LMS CSV Export Format Standards for Gradebook, Attendance, and Engagement Data

CSV remains the lowest-common-denominator interchange format between a Learning Management System and the analytics estate behind it. Every major platform can emit a flat file for gradebook, attendance, and engagement data, but each one applies its own column naming, delimiter, quoting, encoding, and date conventions to identical academic concepts. The result is that a “standard” CSV export is anything but standard across vendors. This page defines a canonical export schema for the three core data domains, documents how Canvas, Moodle, and Blackboard each produce these files and through which endpoints, and specifies the deterministic normalization rules and FERPA controls that turn heterogeneous exports into an analytics-ready contract — the front door to the broader LMS Data Architecture & Schema Mapping discipline.

Treating CSV ingestion as a strict ETL boundary rather than a passive file drop is the single design decision that prevents silent data corruption from propagating into downstream data marts. The rest of this page builds that boundary field by field.

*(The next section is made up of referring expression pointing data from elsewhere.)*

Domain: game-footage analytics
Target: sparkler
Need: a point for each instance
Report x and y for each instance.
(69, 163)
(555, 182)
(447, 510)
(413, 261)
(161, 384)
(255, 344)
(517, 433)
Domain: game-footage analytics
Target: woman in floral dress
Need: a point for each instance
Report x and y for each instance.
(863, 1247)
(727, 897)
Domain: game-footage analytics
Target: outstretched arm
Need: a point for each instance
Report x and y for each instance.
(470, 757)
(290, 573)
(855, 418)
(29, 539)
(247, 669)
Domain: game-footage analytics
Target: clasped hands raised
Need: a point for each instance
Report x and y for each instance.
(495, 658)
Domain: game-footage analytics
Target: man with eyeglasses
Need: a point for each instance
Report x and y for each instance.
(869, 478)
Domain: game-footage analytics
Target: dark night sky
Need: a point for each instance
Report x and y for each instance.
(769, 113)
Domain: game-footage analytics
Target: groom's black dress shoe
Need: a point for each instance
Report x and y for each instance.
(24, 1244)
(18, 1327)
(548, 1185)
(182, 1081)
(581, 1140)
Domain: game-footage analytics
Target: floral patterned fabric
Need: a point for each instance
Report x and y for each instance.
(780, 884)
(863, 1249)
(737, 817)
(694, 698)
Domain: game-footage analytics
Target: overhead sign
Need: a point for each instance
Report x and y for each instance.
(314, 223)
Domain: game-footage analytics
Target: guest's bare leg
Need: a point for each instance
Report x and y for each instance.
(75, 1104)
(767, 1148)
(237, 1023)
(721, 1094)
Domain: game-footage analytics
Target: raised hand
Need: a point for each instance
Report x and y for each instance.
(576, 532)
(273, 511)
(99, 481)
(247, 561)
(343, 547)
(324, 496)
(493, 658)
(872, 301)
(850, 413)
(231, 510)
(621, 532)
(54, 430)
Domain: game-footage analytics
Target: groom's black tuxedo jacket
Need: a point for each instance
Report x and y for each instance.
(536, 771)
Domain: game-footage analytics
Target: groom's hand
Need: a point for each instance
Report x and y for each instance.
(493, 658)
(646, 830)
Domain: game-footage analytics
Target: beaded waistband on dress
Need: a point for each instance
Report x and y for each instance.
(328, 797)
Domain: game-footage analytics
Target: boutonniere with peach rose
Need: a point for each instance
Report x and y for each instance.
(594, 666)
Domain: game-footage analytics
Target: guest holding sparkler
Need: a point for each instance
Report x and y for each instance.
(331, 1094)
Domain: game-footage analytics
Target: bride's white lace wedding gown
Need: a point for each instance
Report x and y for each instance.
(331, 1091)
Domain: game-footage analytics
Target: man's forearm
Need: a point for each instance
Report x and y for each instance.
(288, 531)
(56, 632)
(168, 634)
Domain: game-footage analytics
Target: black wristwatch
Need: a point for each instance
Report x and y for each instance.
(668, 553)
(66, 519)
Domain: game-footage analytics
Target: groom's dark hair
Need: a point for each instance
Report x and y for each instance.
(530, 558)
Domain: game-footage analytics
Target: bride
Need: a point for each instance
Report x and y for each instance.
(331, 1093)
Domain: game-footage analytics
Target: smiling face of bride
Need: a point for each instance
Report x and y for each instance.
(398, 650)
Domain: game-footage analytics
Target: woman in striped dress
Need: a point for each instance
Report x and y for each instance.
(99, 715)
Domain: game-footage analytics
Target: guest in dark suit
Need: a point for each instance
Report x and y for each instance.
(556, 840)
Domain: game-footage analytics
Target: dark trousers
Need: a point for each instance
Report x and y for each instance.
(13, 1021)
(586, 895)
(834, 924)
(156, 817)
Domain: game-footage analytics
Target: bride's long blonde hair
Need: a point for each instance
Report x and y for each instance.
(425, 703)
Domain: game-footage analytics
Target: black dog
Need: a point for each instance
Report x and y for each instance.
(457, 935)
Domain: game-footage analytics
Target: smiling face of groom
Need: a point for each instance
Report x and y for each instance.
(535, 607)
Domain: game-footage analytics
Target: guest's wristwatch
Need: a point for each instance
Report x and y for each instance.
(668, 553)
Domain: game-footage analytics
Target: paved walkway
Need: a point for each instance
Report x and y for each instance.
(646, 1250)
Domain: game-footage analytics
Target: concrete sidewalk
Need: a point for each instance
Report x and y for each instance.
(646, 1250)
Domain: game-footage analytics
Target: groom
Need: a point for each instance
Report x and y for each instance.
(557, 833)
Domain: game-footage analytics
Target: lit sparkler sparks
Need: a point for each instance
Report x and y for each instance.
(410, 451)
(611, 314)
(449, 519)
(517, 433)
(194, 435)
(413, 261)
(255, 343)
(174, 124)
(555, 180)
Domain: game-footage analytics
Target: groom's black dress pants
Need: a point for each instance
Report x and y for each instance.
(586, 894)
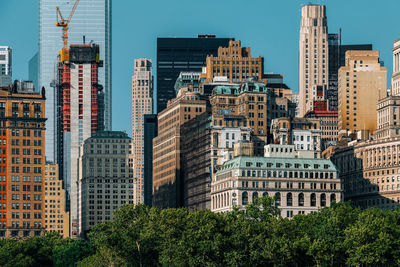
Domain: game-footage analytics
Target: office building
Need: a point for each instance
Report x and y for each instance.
(389, 107)
(256, 102)
(328, 123)
(79, 115)
(142, 103)
(150, 132)
(188, 79)
(22, 134)
(5, 65)
(395, 90)
(175, 55)
(234, 62)
(362, 83)
(337, 57)
(167, 155)
(370, 172)
(91, 22)
(313, 55)
(56, 218)
(300, 186)
(303, 133)
(105, 180)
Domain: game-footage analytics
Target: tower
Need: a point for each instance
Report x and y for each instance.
(313, 55)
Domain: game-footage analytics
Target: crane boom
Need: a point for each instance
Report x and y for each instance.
(64, 24)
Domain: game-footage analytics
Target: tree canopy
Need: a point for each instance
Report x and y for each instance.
(340, 235)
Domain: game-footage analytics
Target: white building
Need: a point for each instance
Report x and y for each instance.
(299, 185)
(105, 178)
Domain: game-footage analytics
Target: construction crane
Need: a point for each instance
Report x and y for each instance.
(64, 24)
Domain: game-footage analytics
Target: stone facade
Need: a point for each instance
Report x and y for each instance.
(300, 186)
(142, 103)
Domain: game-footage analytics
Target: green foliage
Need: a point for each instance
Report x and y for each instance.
(340, 235)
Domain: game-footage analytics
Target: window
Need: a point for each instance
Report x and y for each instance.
(313, 200)
(289, 199)
(301, 199)
(323, 200)
(255, 195)
(277, 199)
(245, 198)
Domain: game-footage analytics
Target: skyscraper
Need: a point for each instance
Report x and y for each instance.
(79, 115)
(91, 21)
(22, 160)
(362, 83)
(142, 103)
(175, 55)
(5, 65)
(313, 55)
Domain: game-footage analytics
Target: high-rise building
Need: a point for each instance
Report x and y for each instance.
(291, 180)
(313, 55)
(33, 69)
(389, 107)
(234, 62)
(79, 114)
(150, 132)
(22, 134)
(303, 133)
(105, 179)
(56, 218)
(5, 65)
(167, 156)
(91, 21)
(142, 103)
(362, 83)
(395, 90)
(175, 55)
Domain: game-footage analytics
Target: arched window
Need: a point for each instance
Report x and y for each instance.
(289, 199)
(313, 199)
(245, 198)
(277, 199)
(255, 195)
(323, 200)
(301, 199)
(333, 198)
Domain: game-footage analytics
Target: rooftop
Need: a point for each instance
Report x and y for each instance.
(304, 164)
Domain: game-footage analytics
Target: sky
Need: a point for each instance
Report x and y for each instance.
(270, 28)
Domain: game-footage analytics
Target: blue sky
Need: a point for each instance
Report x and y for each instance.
(270, 28)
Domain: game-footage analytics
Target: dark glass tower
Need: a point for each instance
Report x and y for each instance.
(182, 54)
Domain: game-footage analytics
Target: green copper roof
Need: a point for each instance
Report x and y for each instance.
(289, 164)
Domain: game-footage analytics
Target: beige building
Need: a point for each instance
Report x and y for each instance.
(167, 146)
(234, 62)
(370, 171)
(362, 83)
(105, 178)
(396, 68)
(142, 103)
(300, 186)
(56, 217)
(304, 133)
(313, 55)
(389, 107)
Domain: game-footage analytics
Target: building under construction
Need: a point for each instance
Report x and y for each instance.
(80, 112)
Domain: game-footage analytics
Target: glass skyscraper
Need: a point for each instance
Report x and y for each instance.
(91, 23)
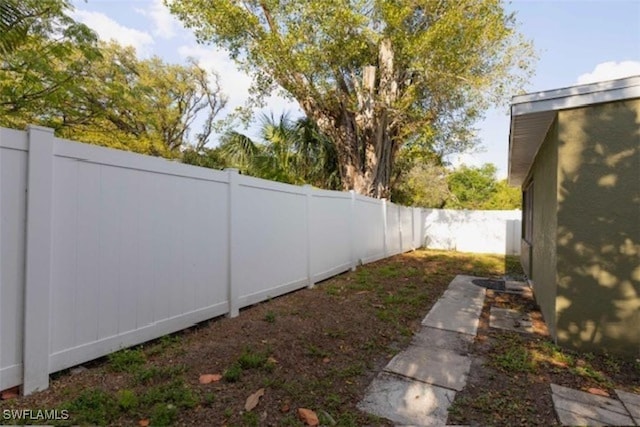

Canonical Export Schema (Entity Model)

The contract begins with a platform-agnostic record shape for each domain. Vendor headers are mapped onto these canonical field names before any analytical processing, so downstream consumers never see vendor-specific nomenclature. Every record also carries a student_id_token rather than a raw student identifier — the tokenization rules are covered under Compliance Constraints and align with Cross-LMS Student ID Mapping so the same learner resolves to a stable key across platforms.

Gradebook record

Canonical field	Type	Notes
`student_id_token`	string (sha256 hex)	Tokenized identifier; never the raw SIS key
`course_id`	string	Stable course identifier
`assignment_id`	string	Stable assignment identifier
`assignment_group`	string, nullable	Weighting bucket; null when grading is unweighted
`points_earned`	float, nullable	Raw points; null distinguishes ungraded from a true zero
`points_possible`	float, nullable	Denominator for percent normalization
`score_normalized`	float (0.0–1.0)	Derived: `points_earned / points_possible`, clamped
`submission_status`	enum	`graded`, `submitted`, `missing`, `excused`, `late`
`graded_at`	timestamp (UTC, ISO 8601)	Null until graded

The hard rule for grades is that a missing value and a zero are not interchangeable. An excused submission must remain null in points_earned, because folding it to 0.0 corrupts every weighted average computed downstream by the weighted grade calculation engines. The score_normalized projection standardizes percentages, letter grades, and raw point totals onto a single decimal scale:

$\text{score\_normalized} = \operatorname{clamp}\!\left(\frac{\text{points\_earned}}{\text{points\_possible}},\ 0.0,\ 1.0\right)$

Letter-grade and pass/fail columns are resolved through a controlled-vocabulary lookup before this formula applies; the per-platform grade scales for that lookup come from the Canvas Gradebook Data Structure and the equivalent Moodle scale definitions.

Attendance record

Canonical field	Type	Notes
`student_id_token`	string (sha256 hex)	Tokenized identifier
`course_id`	string	Foreign key to course
`session_date`	date (ISO 8601)	Calendar date of the session, institution-local
`status_code`	enum	`present`, `absent`, `late`, `excused`, `remote`
`duration_minutes`	integer, nullable	Engaged minutes where the platform reports them
`recorded_at`	timestamp (UTC)	When the record was written

Attendance is the domain most damaged by timezone drift: a session logged at 2026-01-14T23:30:00 in a UTC export can land on the wrong calendar day once localized. The canonical schema keeps session_date as an institution-local calendar date and recorded_at as a true UTC instant, so the two concerns never collide. Status vocabularies vary widely between vendors and are collapsed through the controlled mapping defined by the attendance state normalization rules.

Engagement record

Canonical field	Type	Notes
`student_id_token`	string (sha256 hex)	Tokenized identifier
`course_id`	string	Foreign key to course
`resource_url`	string	Page, file, or activity touched
`interaction_type`	enum	`page_view`, `discussion_post`, `video_watch`, `submission`
`dwell_seconds`	integer, nullable	Time-on-task where instrumented
`event_at`	timestamp (UTC)	Event instant

Engagement telemetry is high-volume and noisy. The canonical record deliberately omits raw click streams in favor of typed interactions, and aggregation windows are anchored to the academic calendar (term, week-of-term) rather than arbitrary rolling periods, so that “low engagement” means the same thing in week three of every term.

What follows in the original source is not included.